Lastly, the ERC ordered the SPC to settle P4.02 million in administrative penalty for having incurred 98 days of unplanned outage of the Panay Diesel Power Plant 3 (PDPP), which is in excess of the 14 days allowed for diesel power plants.

The power plant, with a rated capacity of 12.93 MW, has been on unplanned outage since July 23, 2016, incurring 113 days on shutdown until April 25 this year.

The SPC said the unplanned outage continued up to this year due to the alleged steep cost of replacing the crankshaft of the power plant and difficulty of finding a replacement of the part, forcing it to place the unit under preservation.

The ERC has yet to issue its decision on five more generation companies (gencos) that breached the outage level for the year.

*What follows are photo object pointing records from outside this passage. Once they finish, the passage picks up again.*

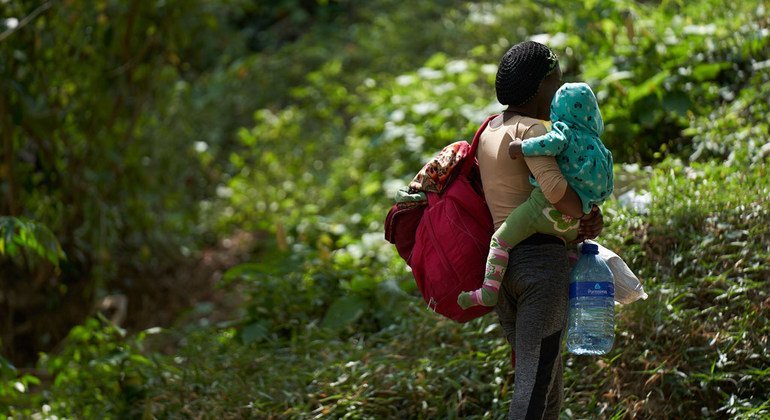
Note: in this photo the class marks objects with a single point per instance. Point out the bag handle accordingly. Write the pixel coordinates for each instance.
(471, 158)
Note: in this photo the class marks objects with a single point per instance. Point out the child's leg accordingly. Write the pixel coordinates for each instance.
(519, 225)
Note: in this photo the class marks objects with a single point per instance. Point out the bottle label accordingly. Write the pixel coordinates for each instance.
(591, 288)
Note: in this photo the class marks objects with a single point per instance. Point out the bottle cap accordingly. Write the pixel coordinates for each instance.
(588, 248)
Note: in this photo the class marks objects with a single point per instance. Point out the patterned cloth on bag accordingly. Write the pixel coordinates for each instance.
(435, 175)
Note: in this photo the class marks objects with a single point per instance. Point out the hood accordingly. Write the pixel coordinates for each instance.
(575, 104)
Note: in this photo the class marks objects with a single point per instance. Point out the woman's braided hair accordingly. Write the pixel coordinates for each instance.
(521, 71)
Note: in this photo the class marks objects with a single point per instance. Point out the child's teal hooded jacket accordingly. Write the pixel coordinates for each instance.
(574, 140)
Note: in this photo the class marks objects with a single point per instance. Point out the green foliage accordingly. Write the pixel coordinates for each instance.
(100, 372)
(18, 236)
(164, 113)
(655, 68)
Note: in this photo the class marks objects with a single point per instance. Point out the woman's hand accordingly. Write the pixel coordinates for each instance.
(514, 149)
(591, 225)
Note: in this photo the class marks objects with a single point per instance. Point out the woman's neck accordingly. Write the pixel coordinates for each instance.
(527, 110)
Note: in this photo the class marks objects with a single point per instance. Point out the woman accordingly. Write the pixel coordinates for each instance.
(532, 305)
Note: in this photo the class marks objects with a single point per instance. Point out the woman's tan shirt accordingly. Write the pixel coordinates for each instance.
(506, 180)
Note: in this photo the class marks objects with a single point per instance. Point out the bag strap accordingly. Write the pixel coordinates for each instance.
(471, 158)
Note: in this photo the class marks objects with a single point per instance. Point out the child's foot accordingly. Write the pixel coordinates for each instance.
(478, 297)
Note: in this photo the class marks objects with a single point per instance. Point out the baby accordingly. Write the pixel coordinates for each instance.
(586, 165)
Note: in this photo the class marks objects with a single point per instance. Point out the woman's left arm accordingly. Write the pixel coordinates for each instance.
(591, 225)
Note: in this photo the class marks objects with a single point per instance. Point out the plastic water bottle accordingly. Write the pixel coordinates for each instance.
(591, 320)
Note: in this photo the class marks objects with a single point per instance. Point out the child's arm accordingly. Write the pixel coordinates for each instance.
(550, 144)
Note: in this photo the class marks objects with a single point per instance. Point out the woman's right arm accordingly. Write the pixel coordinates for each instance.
(547, 173)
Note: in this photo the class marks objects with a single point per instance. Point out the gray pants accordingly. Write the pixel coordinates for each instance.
(533, 312)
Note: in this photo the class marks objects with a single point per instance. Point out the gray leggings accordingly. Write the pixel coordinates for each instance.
(533, 312)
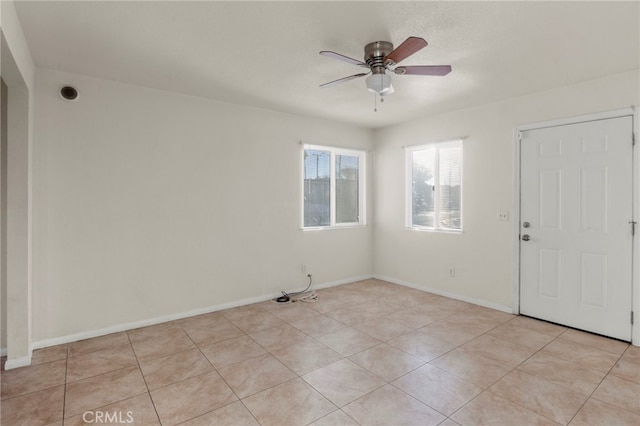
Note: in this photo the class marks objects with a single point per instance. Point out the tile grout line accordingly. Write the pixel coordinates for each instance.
(144, 379)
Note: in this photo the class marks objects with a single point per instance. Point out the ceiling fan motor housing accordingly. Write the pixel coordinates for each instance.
(374, 54)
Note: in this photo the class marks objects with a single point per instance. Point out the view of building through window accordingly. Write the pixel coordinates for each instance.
(435, 180)
(333, 180)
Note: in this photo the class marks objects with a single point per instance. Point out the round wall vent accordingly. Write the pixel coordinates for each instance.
(69, 93)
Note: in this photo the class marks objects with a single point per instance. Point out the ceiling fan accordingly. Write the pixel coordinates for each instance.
(381, 59)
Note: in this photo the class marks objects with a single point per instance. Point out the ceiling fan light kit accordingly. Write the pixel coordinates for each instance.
(381, 59)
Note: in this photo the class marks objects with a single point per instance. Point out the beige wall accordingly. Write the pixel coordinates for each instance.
(149, 204)
(483, 255)
(17, 70)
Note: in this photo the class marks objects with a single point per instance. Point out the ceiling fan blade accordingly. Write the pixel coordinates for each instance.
(406, 49)
(423, 70)
(343, 58)
(342, 80)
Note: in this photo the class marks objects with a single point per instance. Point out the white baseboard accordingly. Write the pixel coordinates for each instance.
(455, 296)
(18, 362)
(171, 317)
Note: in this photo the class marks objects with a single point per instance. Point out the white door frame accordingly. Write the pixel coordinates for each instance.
(635, 287)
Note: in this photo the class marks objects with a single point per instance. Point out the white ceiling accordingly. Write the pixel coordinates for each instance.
(265, 54)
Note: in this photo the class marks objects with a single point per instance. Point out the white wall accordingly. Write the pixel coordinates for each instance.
(483, 253)
(149, 204)
(17, 69)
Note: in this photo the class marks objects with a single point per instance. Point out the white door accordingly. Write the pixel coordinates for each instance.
(575, 225)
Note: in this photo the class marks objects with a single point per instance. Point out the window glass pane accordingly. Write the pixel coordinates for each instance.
(423, 188)
(450, 187)
(317, 200)
(347, 182)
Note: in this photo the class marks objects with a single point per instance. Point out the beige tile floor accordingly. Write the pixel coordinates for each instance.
(369, 352)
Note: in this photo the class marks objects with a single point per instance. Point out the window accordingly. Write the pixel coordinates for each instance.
(333, 181)
(434, 186)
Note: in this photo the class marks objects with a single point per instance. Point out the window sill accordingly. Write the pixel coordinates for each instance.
(433, 230)
(333, 228)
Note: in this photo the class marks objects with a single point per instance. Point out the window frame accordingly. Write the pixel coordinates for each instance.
(436, 146)
(362, 187)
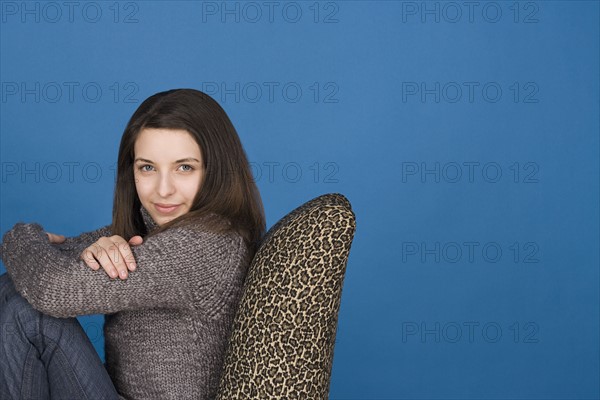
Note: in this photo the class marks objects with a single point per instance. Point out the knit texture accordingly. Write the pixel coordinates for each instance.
(166, 326)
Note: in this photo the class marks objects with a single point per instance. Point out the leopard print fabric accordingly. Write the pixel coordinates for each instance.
(282, 342)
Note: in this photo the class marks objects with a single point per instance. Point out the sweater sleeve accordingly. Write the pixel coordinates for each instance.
(178, 268)
(74, 246)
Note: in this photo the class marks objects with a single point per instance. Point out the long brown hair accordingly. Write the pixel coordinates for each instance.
(228, 198)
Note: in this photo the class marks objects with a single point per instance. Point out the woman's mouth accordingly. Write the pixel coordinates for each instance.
(166, 208)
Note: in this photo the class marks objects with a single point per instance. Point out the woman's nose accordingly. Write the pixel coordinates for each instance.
(165, 185)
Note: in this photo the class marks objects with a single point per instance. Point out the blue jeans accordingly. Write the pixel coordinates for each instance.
(43, 357)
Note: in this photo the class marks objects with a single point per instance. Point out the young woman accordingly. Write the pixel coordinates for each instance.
(187, 220)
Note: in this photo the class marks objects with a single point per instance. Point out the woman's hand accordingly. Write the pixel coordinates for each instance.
(54, 238)
(113, 254)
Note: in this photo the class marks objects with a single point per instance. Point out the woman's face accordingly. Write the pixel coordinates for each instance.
(168, 170)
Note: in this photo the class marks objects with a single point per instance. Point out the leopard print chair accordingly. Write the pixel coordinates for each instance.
(281, 346)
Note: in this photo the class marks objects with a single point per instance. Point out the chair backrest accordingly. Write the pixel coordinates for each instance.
(282, 342)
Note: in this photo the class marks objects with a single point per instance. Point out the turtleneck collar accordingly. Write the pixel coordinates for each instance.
(148, 220)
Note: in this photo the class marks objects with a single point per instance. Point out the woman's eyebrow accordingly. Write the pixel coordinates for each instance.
(189, 159)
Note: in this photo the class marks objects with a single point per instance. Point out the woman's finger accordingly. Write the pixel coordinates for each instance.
(117, 251)
(97, 256)
(54, 238)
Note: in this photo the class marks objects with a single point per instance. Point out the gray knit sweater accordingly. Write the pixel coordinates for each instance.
(166, 325)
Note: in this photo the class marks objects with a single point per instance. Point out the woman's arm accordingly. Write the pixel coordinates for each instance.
(74, 246)
(179, 268)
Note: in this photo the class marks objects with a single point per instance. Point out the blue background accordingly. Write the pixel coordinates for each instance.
(370, 99)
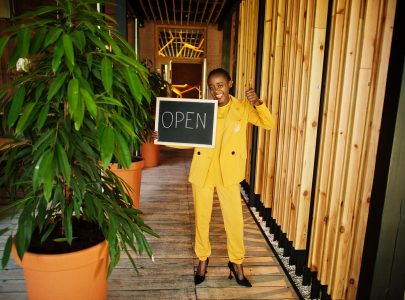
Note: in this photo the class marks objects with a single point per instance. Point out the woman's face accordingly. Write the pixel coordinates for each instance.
(219, 87)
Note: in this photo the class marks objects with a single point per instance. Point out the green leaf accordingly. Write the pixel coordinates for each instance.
(123, 149)
(111, 42)
(79, 40)
(73, 95)
(68, 223)
(43, 114)
(48, 181)
(57, 56)
(41, 11)
(79, 114)
(106, 74)
(107, 146)
(110, 101)
(56, 85)
(38, 40)
(3, 42)
(89, 60)
(25, 117)
(96, 41)
(16, 105)
(7, 251)
(41, 168)
(124, 126)
(63, 162)
(69, 52)
(134, 84)
(90, 103)
(90, 26)
(52, 36)
(23, 41)
(39, 90)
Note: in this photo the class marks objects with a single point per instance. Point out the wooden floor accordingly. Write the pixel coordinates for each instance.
(166, 201)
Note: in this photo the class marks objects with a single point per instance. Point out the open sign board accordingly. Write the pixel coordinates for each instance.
(186, 122)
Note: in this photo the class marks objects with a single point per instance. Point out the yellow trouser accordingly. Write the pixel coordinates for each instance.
(231, 207)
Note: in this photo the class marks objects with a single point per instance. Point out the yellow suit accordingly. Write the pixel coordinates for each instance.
(223, 168)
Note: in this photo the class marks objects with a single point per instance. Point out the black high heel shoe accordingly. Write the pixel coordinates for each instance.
(243, 282)
(200, 278)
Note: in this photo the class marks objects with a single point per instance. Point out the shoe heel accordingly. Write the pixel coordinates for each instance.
(230, 275)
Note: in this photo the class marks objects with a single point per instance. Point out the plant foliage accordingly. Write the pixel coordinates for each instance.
(79, 100)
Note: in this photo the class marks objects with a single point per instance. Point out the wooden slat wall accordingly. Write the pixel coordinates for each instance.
(354, 78)
(353, 107)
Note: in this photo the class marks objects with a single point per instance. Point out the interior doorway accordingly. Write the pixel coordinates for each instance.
(186, 80)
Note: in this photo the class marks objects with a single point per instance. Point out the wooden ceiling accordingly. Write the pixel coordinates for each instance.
(182, 12)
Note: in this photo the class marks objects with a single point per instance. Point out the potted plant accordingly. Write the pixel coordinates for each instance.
(78, 101)
(150, 152)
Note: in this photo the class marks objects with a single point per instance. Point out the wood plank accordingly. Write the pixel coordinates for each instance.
(171, 274)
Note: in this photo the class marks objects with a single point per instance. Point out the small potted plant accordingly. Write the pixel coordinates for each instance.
(77, 102)
(150, 152)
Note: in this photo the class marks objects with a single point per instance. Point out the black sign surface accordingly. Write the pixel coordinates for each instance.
(186, 122)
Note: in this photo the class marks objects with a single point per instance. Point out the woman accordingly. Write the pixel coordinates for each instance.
(223, 168)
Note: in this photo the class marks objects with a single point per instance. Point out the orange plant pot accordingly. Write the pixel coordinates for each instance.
(150, 152)
(132, 177)
(79, 275)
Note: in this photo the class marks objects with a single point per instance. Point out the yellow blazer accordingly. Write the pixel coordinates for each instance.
(233, 155)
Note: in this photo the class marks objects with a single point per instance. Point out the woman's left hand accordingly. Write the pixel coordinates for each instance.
(252, 97)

Last month, the ERC said it was eyeing to issue orders and impose penalties on eight out of 17 gencos for exceeding allowable unplanned outage days this year.

In a Senate hearing in June, investigations for the 17 gencos were reportedly close to conclusion by July as declared by the ERC.

In a congressional hearing last month, ERC chair Agnes Devanadera said the power regulator eyes to complete the investigation within September.

However, Devanadera said timelines have been affected by quarantine restrictions, but the commission has committed to penalize erring gencos.

As of April, 35 power plants of 17 gencos have already breached the maximum allowable unplanned outage days for the year. These include Sem Calaca Power Corp., GN Power Mariveles Center Ltd. Co., Masinloc Power Partners Co. Ltd., Southwest Luzon Power Generation Corp., Team Sual Corp., SPC Power Corp., Panay Power Corp., SN Aboitiz Power-Benguet Inc., CBK Power Co. Ltd., SPC Island Power Corp., First Natgas Power Corp., FGP Corp., First Gas Power Corp., Power Sector Assets and Liabilities Management Corp., Energy Development Corp., Hedcor Bukidnon Inc. and PSALM-Soosan ENS Co. Ltd.

The Luzon grid lost as much as 4,000 megawatts in supply, leading to a deficiency of 716 MW at one point, as some power plants extended their plant outage while some went on forced outage.

This triggered in several instances the secondary price cap in the wholesale electricity spot market (WESM), allowing the market operator to cap the prices in the market at P6.245 per kilowatt-hour as a protection for consumers from possible price spikes.

Due to the severe power conditions in the power grid in the past two months, consumer electricity bills have increased mainly due to higher WESM charges.